Over the years, I’ve known many people who were once united in loving couples, but have since broken up and retained a great deal of suffering, aversion, frustration, and anger at the person they once loved. I’ve been in this situation quite a few times myself. Experience has taught me again and again that the more intensely we cling to another person, the more deeply we suffer when our attachment gets severed.
This is especially true when the loved one to which we have been so attached is the very one who breaks up, the one who swings the sword that cuts through our attachment. After this severing takes place, many people find that their attachment quickly transforms into aversion. They experience a reversal of their relation to another person from clinging to pushing away, and what was once pleasurable becomes deeply painful. Anger, hurt, distrust, frustration, and other painful emotions all rise up from the newly formed aversion, like bubbles from a newly sunken ship.
A great deal of pain lingers after a broken off relationship, but the question we must ask ourselves is: how do we to relate to it? Lashing out at the person we see as the cause of our pain usually doesn’t make us feel any less hurt. Not only does it deepen our aversion and the suffering that this aversion causes us, but it also often triggers new chains of unpleasant consequences that end up making us suffer even more than we did before.
It helps me to know that those who hurt me in the past usually acted in the only way they knew how given their entire history of conditioning, knowledge, and prior experiences. This does not justify their actions, but it does help me to understand them. I may wish to lash out at them, but they are not separate from me; attacking them, I attack my own Self. Even if I do so in ‘self-defense,’ I need to ask myself: against what am I trying to defend myself? And what is this ‘self’ I’m trying to defend? By inquiring to our suffering, we often are able to develop a richer awareness of the nature of reality as we experience it.
When we resist our pain, our resistance fortifies it. Experience teaches us that we make the first step towards healing and relief from our suffering the moment we stop pushing it away and decide to look it in the eye. Looking suffering in the eye means facing it head-on, directly; it means sitting with our suffering and inquiring into its causes within us. This is not an attitude of avoidance; it is an attitude that acknowledges the reality of this present moment.
Moreover, the more we find ourselves in these painful situations in the wake of difficult break-ups, the more we learn that blaming ‘others’ rarely does either us or anyone else any good. Other people may have shaped many of our problems, but it is our own aversions, cravings, clingings, and self-delusions that keep us suffering. We need to face those for ourselves; no one else can do it for us. Indeed, simply witnessing our suffering in meditation without pointing fingers, either blaming others or blaming ourselves, can be a powerfully healing practice. ‘Witnessing’ means recognizing our suffering without getting involved in it or swept away with it. It is the difference between sitting on the shore watching the flow of the river and getting carried away by its rushing currents.
In meditation, we are like the person sitting on the shore, watching the river pursue its course; we sit with reality as it is in this present moment. Sometimes that reality is filled with suffering. If suffering is present, then we sit with it. Since all beings are nonseparate, compassion is not only for other beings; it is for us too. Self-compassion is as important as compassion for other beings because there is ultimately no separation between us, as human beings, and other living beings. On a deeper level, ‘compassion for other beings’ and ‘compassion for our own suffering’ are both the One’s compassion for itself. This is important; we are often very careful to develop compassion for other suffering beings, but we need to offer that care and consideration to soothe our own suffering as well.

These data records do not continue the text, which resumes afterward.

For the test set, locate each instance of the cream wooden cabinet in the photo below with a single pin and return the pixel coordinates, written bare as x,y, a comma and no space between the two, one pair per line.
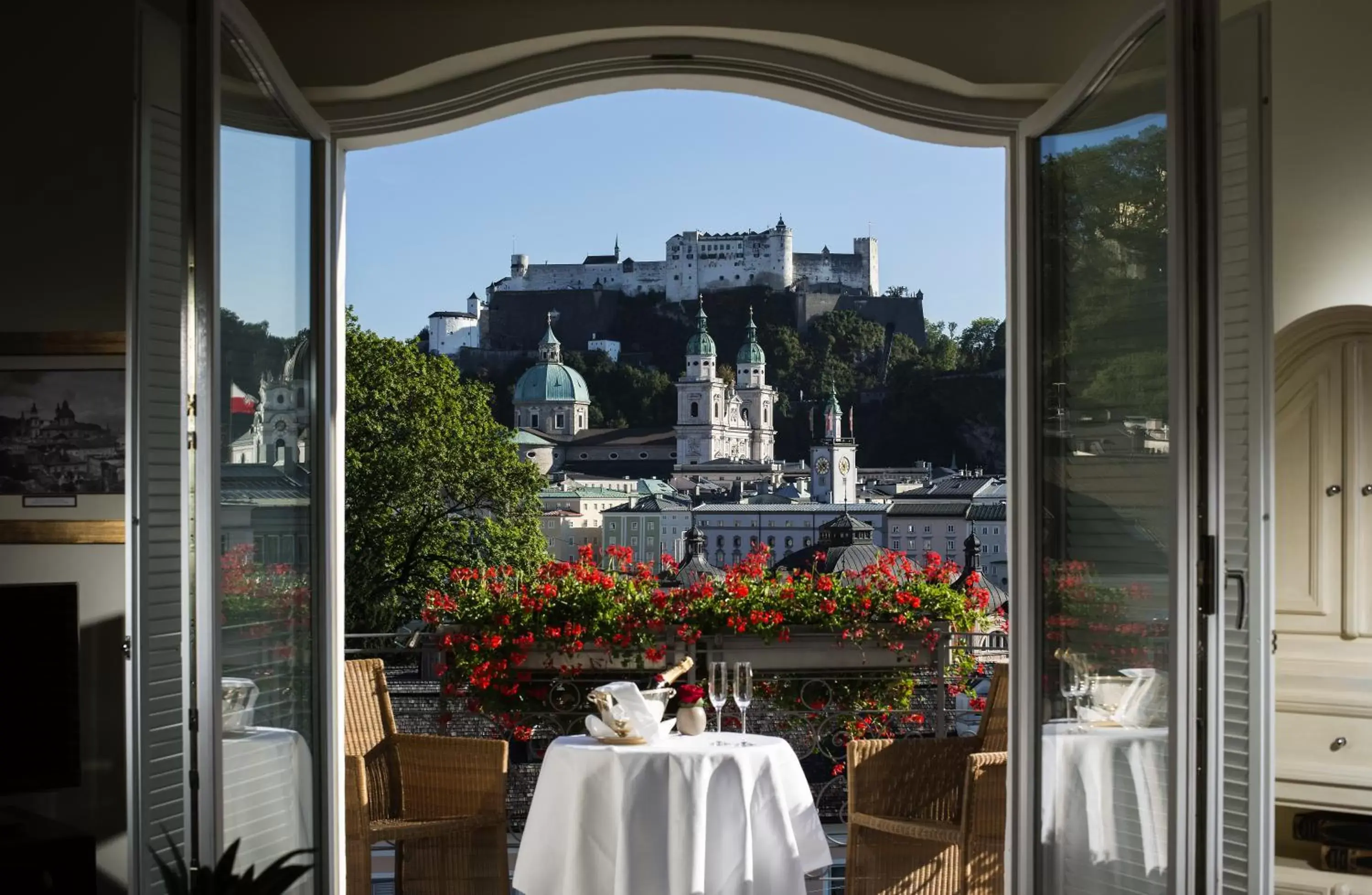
1323,538
1324,498
1297,878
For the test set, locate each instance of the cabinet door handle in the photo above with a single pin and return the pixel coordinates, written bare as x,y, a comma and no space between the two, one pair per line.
1242,614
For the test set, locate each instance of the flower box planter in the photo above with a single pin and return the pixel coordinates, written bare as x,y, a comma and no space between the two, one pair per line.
814,650
545,658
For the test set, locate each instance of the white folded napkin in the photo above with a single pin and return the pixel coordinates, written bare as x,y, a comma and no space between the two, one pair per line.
597,728
641,719
600,730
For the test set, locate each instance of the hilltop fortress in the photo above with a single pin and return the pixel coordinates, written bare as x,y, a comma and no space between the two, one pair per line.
707,262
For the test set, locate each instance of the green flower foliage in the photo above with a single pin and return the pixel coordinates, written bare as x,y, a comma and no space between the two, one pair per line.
500,627
431,481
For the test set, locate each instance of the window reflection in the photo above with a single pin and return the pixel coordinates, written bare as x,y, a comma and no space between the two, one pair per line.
1106,485
267,412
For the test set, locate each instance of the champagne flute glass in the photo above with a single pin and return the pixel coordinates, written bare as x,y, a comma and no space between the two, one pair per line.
743,691
718,691
1069,682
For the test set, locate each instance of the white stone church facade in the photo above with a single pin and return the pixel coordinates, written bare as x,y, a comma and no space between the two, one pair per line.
717,420
707,262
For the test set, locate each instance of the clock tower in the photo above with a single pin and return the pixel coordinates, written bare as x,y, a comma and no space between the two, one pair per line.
833,459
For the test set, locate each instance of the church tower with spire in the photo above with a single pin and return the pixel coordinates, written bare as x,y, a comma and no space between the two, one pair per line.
758,398
833,458
710,412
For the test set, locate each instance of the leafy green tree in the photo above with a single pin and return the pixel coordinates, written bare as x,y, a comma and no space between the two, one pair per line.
940,352
431,481
977,345
1106,254
623,394
903,349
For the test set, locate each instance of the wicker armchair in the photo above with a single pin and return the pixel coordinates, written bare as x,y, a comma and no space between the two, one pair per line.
441,799
928,816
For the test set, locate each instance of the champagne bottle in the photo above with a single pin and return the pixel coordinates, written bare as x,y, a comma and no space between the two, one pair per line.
1334,828
1346,860
671,675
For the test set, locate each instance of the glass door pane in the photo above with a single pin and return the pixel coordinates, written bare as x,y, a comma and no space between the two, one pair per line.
1099,179
271,742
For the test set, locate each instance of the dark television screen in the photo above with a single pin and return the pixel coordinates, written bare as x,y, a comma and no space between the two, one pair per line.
40,643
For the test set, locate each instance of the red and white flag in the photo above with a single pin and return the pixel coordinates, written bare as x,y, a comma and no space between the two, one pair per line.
241,402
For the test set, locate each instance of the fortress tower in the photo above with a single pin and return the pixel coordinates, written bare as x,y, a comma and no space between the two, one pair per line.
756,395
704,262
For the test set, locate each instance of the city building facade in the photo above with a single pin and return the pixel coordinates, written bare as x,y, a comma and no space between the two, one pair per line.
552,398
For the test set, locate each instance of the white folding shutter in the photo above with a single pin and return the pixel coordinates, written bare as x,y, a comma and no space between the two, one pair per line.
1246,331
157,461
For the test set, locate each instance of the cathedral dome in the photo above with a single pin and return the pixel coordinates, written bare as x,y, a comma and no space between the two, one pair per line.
552,383
702,343
751,352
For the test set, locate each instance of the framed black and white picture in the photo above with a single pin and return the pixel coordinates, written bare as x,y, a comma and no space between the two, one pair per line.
62,438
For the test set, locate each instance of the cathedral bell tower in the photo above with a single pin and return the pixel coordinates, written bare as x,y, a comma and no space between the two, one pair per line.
758,398
833,459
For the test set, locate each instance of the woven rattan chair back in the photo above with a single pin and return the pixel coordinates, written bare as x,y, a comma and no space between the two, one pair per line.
995,719
368,717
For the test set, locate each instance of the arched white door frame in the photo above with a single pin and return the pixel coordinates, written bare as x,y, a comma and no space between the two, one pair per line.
936,112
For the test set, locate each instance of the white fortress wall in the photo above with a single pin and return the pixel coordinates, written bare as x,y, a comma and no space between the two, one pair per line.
704,262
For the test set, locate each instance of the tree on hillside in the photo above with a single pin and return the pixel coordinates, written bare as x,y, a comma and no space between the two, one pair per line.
1106,256
623,394
977,343
940,352
431,481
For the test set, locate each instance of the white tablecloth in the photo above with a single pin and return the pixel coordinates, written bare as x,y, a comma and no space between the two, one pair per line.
267,797
691,816
1105,809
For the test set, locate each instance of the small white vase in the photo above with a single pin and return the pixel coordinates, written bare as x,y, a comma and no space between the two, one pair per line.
691,720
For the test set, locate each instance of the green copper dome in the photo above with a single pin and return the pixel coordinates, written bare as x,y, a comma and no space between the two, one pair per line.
832,405
551,380
552,383
751,352
702,342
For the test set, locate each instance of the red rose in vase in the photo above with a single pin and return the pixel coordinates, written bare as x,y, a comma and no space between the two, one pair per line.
691,694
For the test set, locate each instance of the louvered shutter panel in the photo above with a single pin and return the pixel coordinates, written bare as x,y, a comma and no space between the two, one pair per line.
1246,335
158,462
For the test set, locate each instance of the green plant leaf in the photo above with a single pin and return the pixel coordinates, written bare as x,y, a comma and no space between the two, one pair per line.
176,880
224,880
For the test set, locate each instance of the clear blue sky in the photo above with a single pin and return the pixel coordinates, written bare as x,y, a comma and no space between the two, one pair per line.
430,223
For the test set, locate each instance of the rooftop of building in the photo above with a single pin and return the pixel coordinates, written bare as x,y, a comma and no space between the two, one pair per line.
547,382
987,513
264,484
743,509
530,438
582,494
950,509
957,485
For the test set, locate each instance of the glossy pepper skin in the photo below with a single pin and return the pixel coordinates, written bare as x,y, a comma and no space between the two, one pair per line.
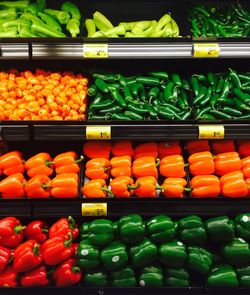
122,187
12,163
65,186
36,230
39,164
220,229
236,252
146,187
35,278
123,278
11,232
95,188
67,274
191,230
161,229
205,186
131,229
226,163
12,187
27,256
222,275
145,166
173,254
201,164
143,253
38,187
88,255
98,168
63,227
57,250
172,166
121,166
114,256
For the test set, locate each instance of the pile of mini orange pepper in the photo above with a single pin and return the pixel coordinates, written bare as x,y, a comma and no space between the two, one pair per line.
42,95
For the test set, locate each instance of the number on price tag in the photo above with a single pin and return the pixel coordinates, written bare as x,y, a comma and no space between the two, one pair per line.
94,209
211,132
98,132
95,51
206,50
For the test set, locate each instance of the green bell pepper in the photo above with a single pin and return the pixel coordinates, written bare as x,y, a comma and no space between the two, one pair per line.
131,229
176,277
222,275
192,231
151,276
101,232
199,260
236,252
242,226
173,254
96,278
87,255
161,229
114,256
220,229
123,278
143,253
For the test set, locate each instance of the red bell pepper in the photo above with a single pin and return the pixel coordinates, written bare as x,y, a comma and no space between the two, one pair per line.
12,163
62,227
57,250
27,256
37,277
8,278
122,148
67,273
11,232
36,230
12,187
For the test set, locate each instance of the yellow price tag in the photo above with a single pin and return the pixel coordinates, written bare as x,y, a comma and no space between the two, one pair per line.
211,132
95,51
206,50
94,209
98,132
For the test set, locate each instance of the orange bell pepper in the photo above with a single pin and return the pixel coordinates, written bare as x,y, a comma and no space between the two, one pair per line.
38,187
201,163
97,149
226,163
169,148
96,188
146,187
222,146
172,166
65,186
40,164
174,187
205,186
12,163
97,168
147,149
67,163
145,166
122,187
121,166
197,146
12,187
122,148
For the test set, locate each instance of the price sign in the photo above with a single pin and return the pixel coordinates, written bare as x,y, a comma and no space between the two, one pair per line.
211,132
98,132
206,50
94,209
95,51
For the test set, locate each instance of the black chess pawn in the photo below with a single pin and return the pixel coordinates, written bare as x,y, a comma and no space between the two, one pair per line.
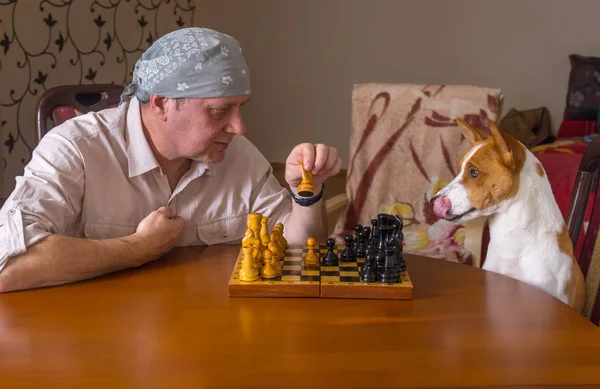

Being ‘self-compassionate’ does not mean, however, mean that we should wallow in our suffering. Wallowing is a form of clinging; it is suffering perpetuating suffering. Our clinging makes us suffer; the more we wallow, the more we cling; the more we cling, the more we suffer. Wallowing, therefore, pushes our suffering onward in a vicious circle. However, the cycle can be broken. Witnessing our clinging weakens it over time. As it weakens, we learn to let go. As we let go, we suffer less. A sense of caring and patience nurtures and nourishes this process at every stage.
Experience teaches us the insight that our ‘inner life’ and ‘outer life’ are not separate; they are two sides of one continuous reality. To authentically respond to our lived reality, we therefore need to be caring and compassionate not only for beings in our outer life, but also for the suffering in our inner life. Deepening compassion means developing it on all levels, both within and without.